AIBS Expert to Participate in International Panel on Future of Peer Review
Dr. Stephen Gallo will discuss factors influencing scientific peer review of grants
RESTON, Va., June 9, 2014 /PRNewswire-USNewswire/ -- On June 10, 2014, Dr. Stephen Gallo of the American Institute of Biological Sciences (AIBS) will participate in a panel discussion as part of the 2014 Tri-Agency Peer Review Workshop to be held in Ottawa, Canada. The meeting, "Inside – Out: Perspectives on Maintaining High Quality Peer Review in Changing Times", is sponsored by the Canadian Institutes of Health Research, Natural Sciences and Engineering Council, Social Sciences and Humanities Research Council, and the Canada Foundation for Innovation.
"We are pleased that Dr. Gallo is participating in this important discussion," said Dr. Richard O'Grady, Executive Director of AIBS. "Peer review is central to the way we do science and how we maintain high quality standards. This discussion is an excellent forum to explore how to sustain this quality at a time when society is continuously considering how to be more efficient and to identify more cost effective ways to work. AIBS, which has a long and distinguished history of providing high quality peer review services, has been looking at these questions for a number of years."
Indeed, Gallo, who is Technical Operations Manager for AIBS' Scientific Peer Advisory and Review Services, has published findings from research he and AIBS colleagues have done to identify issues associated with remotely conducted panels.
Gallo will participate on a panel with Dr. Richard Nakamura, Director of the Center for Scientific Review at the U.S. National Institutes of Health, and Dr. Sophie Stevance, Assistant Professor at the University of Laval in Quebec.

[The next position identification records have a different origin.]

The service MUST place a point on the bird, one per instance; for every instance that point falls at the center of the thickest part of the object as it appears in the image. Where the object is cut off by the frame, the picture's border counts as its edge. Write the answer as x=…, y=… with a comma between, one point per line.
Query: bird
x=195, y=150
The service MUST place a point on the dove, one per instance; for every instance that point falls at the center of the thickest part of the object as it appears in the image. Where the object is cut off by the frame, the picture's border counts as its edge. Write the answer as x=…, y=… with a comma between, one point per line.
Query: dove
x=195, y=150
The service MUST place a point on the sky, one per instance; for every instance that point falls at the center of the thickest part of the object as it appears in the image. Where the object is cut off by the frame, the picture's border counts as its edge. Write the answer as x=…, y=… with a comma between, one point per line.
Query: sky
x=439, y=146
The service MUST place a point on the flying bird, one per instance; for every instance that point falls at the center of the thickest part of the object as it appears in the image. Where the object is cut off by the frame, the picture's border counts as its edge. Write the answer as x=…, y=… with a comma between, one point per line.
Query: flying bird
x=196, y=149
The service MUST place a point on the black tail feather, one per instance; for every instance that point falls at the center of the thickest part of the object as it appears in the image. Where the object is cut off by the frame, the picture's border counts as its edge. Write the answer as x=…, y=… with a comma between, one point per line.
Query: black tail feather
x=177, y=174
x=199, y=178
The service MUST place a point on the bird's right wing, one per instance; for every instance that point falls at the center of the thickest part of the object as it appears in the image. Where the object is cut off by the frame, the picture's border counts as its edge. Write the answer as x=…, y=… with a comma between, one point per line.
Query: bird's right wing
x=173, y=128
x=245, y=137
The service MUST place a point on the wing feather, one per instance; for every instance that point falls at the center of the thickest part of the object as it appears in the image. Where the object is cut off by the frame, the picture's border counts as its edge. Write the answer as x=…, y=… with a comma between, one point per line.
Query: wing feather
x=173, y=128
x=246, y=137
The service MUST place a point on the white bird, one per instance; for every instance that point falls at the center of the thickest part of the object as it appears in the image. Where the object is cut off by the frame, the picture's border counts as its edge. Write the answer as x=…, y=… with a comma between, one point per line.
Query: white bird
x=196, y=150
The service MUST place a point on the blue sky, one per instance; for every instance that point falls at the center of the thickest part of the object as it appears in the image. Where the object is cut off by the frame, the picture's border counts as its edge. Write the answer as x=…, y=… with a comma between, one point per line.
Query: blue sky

"I am looking forward to this important and timely discussion," said Gallo. "There is a growing recognition of the need to look at how we do peer review and how we can use teleconference or other technologies to reduce peer review panel costs. It is critical, however, that we understand the strengths and weaknesses of different peer review models. These are some of the reasons the AIBS peer review program has been evaluating different models."